As is so often the case with mpileup problems, the answer typically lies in disabling BAQ!

$ samtools mpileup -f example.fa example.bam|awk '{print length($NF)}'|head
[mpileup] 1 samples in 1 input files
26
2024
6177
6818
7489
7656
7669
7639
7662
7686

$ samtools mpileup -B -f example.fa example.bam|awk '{print length($NF)}'|head
[mpileup] 1 samples in 1 input files
7663
7698
7664
7643
7561
7668
7674
7643
7666
7686

It's setting the quality value first the first base to 0 for many sequences. You could also use -Q0 to show all data irrespective of base quality.

Edit: also using --max-depth 99999 to remove the 8000 depth cap, and disabling overlap removal, gives you the numbers you expect:

$ samtools mpileup -d 99999 -x -Q0 -f example.fa example.bam|awk '{print length($NF)}'|head
[mpileup] 1 samples in 1 input files
17928
18045
18270
18468
18712
18817
19103
19712
20025
20227

That's over-counting as it's counting reads rather than templates, but so was the naive count in your screenshot above.

joegeorgeson commented 3 months ago

Thank you, that clarifies most things. So one difference between using -B and -Q0 is also overlap removal? If I use the below, are the bases lost due to overlap removal or Q>13 or both?

Is there a combination of flags where read starts are counted, overlaps get removed and bases excluded based on quality? Or does that need to happen in follow-on processing.

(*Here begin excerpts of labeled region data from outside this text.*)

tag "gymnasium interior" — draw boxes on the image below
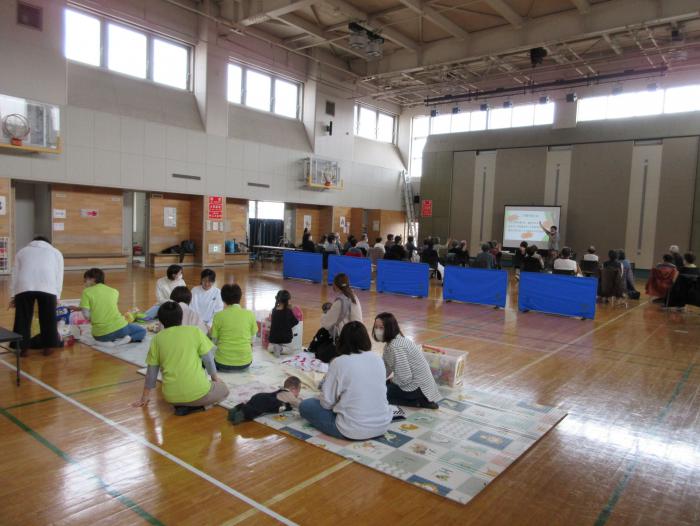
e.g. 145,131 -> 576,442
0,0 -> 700,526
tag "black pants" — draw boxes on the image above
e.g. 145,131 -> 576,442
386,382 -> 430,407
12,292 -> 61,350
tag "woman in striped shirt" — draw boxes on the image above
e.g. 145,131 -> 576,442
372,312 -> 442,409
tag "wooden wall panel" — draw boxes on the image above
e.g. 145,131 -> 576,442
51,185 -> 124,256
148,194 -> 194,253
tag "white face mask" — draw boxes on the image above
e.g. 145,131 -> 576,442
374,329 -> 384,342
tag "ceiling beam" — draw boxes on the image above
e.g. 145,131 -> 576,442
571,0 -> 591,15
400,0 -> 468,40
486,0 -> 524,28
276,13 -> 367,60
239,0 -> 313,26
324,0 -> 420,52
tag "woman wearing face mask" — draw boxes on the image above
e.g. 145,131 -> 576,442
321,273 -> 362,341
372,312 -> 442,409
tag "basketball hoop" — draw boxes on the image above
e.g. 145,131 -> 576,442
2,113 -> 31,146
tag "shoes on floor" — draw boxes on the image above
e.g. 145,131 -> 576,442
175,405 -> 204,416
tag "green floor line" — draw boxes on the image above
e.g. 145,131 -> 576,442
595,364 -> 695,526
3,378 -> 143,410
0,409 -> 163,526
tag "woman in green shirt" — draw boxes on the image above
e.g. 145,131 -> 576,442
80,268 -> 146,345
132,301 -> 228,416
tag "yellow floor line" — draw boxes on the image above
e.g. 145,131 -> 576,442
222,459 -> 352,526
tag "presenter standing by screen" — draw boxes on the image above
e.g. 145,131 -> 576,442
540,221 -> 559,252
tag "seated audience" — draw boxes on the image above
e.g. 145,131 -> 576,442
553,247 -> 581,276
132,301 -> 228,416
156,265 -> 187,305
270,290 -> 299,358
211,284 -> 258,372
472,243 -> 496,269
228,376 -> 301,425
170,287 -> 209,334
299,321 -> 393,440
583,245 -> 598,261
321,272 -> 362,341
190,268 -> 224,327
372,312 -> 442,409
80,268 -> 146,345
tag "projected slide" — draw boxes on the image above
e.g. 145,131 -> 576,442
503,206 -> 561,248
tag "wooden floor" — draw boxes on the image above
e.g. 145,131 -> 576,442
0,268 -> 700,526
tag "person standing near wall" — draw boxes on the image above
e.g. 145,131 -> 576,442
10,236 -> 63,356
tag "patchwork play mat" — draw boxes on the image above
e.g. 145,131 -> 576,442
83,339 -> 566,503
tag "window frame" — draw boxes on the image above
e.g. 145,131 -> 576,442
63,4 -> 194,92
226,60 -> 304,120
352,102 -> 398,145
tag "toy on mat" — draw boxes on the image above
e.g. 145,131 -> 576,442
423,345 -> 469,387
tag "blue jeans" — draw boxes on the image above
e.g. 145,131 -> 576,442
299,398 -> 349,440
93,323 -> 146,343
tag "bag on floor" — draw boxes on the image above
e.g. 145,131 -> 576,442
309,327 -> 337,363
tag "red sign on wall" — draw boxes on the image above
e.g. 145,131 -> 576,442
209,199 -> 224,221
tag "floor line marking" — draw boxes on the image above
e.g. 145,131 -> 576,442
494,301 -> 649,385
0,360 -> 297,526
594,363 -> 695,526
0,408 -> 163,525
221,459 -> 353,526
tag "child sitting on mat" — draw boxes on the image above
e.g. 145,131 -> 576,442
191,268 -> 224,327
211,285 -> 258,372
80,268 -> 146,345
132,301 -> 228,416
170,287 -> 209,334
270,290 -> 299,358
228,376 -> 301,424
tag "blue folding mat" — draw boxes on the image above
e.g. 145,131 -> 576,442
282,251 -> 323,283
518,272 -> 598,320
328,256 -> 372,290
377,259 -> 430,298
442,266 -> 508,308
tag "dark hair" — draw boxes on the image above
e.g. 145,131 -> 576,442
83,268 -> 105,283
170,285 -> 192,305
275,289 -> 292,309
282,376 -> 301,389
221,283 -> 243,305
372,312 -> 403,343
333,272 -> 357,303
165,265 -> 182,281
199,268 -> 216,283
158,301 -> 182,329
336,321 -> 372,356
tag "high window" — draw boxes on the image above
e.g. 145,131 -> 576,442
64,9 -> 192,89
227,64 -> 301,119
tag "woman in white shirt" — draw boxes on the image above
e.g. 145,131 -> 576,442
156,265 -> 187,305
372,312 -> 442,409
190,268 -> 224,327
321,272 -> 362,340
299,321 -> 392,440
554,247 -> 581,276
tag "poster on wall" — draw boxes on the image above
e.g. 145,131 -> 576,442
163,206 -> 177,228
209,199 -> 224,221
80,208 -> 100,217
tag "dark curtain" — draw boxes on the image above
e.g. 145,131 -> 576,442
248,219 -> 284,247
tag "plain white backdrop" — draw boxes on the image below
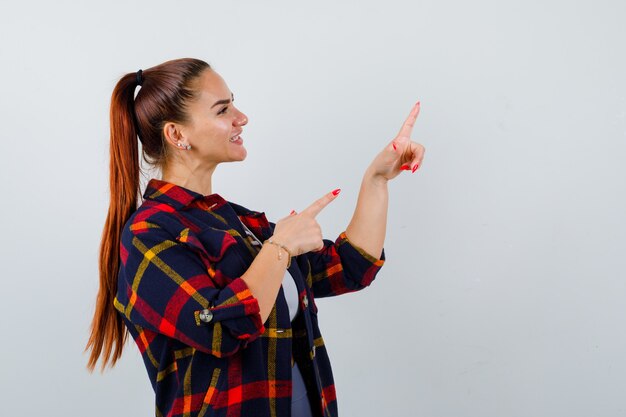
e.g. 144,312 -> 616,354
0,0 -> 626,417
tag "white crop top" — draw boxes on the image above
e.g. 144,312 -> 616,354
240,220 -> 299,321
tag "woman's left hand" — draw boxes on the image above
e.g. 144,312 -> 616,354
368,101 -> 425,180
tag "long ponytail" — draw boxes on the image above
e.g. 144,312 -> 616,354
85,58 -> 210,372
86,74 -> 139,371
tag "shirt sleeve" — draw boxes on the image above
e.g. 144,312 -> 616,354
114,222 -> 265,357
304,231 -> 385,298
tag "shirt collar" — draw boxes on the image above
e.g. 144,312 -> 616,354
143,178 -> 271,236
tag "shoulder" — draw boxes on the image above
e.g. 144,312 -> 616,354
121,202 -> 184,241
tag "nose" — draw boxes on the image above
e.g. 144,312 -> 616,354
235,111 -> 248,126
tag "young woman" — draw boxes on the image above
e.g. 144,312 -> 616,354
86,59 -> 424,417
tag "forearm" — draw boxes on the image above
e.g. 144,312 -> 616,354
241,243 -> 289,323
346,170 -> 389,258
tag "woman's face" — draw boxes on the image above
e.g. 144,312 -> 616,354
174,69 -> 248,164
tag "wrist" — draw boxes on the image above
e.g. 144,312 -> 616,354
363,169 -> 389,186
263,235 -> 291,268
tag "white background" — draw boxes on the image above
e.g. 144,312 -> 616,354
0,0 -> 626,417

 $ samtools mpileup -d 99999 -x -B -f example.fa example.bam | awk '{print length($NF)}' | head
[mpileup] 1 samples in 1 input files
17622
17852
18028
18191
18210
18575
18868
19363
19736
20019
jkbonfield commented 3 months ago

The -x option disables the overlap removal (so read-pairs with overlapping bases from READ1 and READ2 are counted twice). BAQ changes quality values, but the minimum quality threshold is still high unless you use -Q. The problem was BAQ was setting a lot to quality zero so the default -Q13 removed a lot of data, but even with -x and -B you'll get some bases still that are low quality and without specifying -Q0 you'll get them included.

(If I recall correctly -x is just setting bases to Q0, so -Q0 is essentially already including -x)

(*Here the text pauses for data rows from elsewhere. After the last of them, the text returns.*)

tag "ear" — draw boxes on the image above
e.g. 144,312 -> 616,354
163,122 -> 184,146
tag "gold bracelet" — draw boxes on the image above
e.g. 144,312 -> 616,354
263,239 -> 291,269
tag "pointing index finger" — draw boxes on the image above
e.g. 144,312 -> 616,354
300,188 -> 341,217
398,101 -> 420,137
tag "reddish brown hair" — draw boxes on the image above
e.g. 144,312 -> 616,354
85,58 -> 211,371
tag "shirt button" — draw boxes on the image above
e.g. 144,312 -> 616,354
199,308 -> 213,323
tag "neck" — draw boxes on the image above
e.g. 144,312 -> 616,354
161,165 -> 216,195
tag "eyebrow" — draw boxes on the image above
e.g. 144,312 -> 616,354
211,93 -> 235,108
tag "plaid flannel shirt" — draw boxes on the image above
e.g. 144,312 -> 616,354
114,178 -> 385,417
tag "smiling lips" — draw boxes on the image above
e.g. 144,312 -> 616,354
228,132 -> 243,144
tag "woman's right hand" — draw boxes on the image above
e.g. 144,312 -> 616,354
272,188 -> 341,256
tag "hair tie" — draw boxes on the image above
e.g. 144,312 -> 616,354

joegeorgeson commented 3 months ago

Thank you again, that clears it up! Closing :)

Edit: Actually wanted to add my 2 cents here ...I think the -B flag is outdated (that paper is from 2011 after all). Sequencing tech/base calling has improved significantly. It might be best to have the default setting -B disabled, or maybe update the algorithm so it handles newer sequencing tech 'better'.